Primary prevention

The evidence for the prevention of CKD is lacking as compared with large-scale randomised trials for cardiovascular disease. Most trials have focused on modifiable diseases and risk factors that have been associated with CKD, namely diabetes and hypertension. Clinical evidence supports the recommendation for a goal HbA1c <7%, blood pressure target of <140/90 mmHg, tobacco cessation, and ideal body weight with BMI <27 to prevent the development of CKD.[9][27][42] Due to the lack of widespread screening guidelines with serum creatinine or urinary albumin, often patients are diagnosed after CKD has developed.[43]

Secondary prevention

Underlying risk factors associated with disease states should be treated, including optimisation of glycaemic control in diabetes and achievement of the goal blood pressure of <140/90 mmHg with ACE inhibitors or angiotensin-II receptor antagonists.
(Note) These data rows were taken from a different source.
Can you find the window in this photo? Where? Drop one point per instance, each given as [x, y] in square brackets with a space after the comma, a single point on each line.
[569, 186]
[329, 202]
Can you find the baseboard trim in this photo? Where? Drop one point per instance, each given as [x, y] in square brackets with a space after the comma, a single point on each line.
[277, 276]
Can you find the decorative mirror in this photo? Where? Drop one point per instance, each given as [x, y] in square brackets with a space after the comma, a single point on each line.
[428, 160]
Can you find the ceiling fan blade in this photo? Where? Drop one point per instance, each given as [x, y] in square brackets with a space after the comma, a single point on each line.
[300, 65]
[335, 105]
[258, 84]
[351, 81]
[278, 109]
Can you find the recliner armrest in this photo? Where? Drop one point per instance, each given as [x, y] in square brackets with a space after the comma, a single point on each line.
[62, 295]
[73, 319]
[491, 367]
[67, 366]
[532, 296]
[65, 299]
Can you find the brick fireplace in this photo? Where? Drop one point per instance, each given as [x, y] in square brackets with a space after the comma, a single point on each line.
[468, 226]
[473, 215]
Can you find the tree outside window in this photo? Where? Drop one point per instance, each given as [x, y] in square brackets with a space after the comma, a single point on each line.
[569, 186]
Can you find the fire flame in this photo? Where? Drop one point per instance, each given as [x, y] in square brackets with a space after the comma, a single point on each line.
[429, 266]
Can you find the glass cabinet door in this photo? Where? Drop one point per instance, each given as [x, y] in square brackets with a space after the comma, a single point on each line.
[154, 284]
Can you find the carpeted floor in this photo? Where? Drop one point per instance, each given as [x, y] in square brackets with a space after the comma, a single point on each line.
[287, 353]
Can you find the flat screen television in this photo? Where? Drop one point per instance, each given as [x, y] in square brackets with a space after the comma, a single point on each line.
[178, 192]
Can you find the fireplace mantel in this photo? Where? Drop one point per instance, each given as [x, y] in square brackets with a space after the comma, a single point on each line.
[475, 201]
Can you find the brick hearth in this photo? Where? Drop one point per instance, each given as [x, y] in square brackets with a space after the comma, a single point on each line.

Consideration can be given to a lower blood pressure goal in those with proteinuria of >500 mg per 24 hours.[75][76][144] Although data are limited in the CKD population as compared with the general population, tobacco cessation, weight loss, salt restriction, and optimal lipid management with statin therapy are indicated. Protein restriction is recommended in late-stage (GFR category G4 or G5) disease, as a management strategy to delay the initiation of dialysis; however, severe protein restriction may result in malnourishment and impact on quality of life.[118] Aspirin use has also been beneficial for cardioprotection in those with CKD, although there is a higher risk for minor bleeding than in the general population.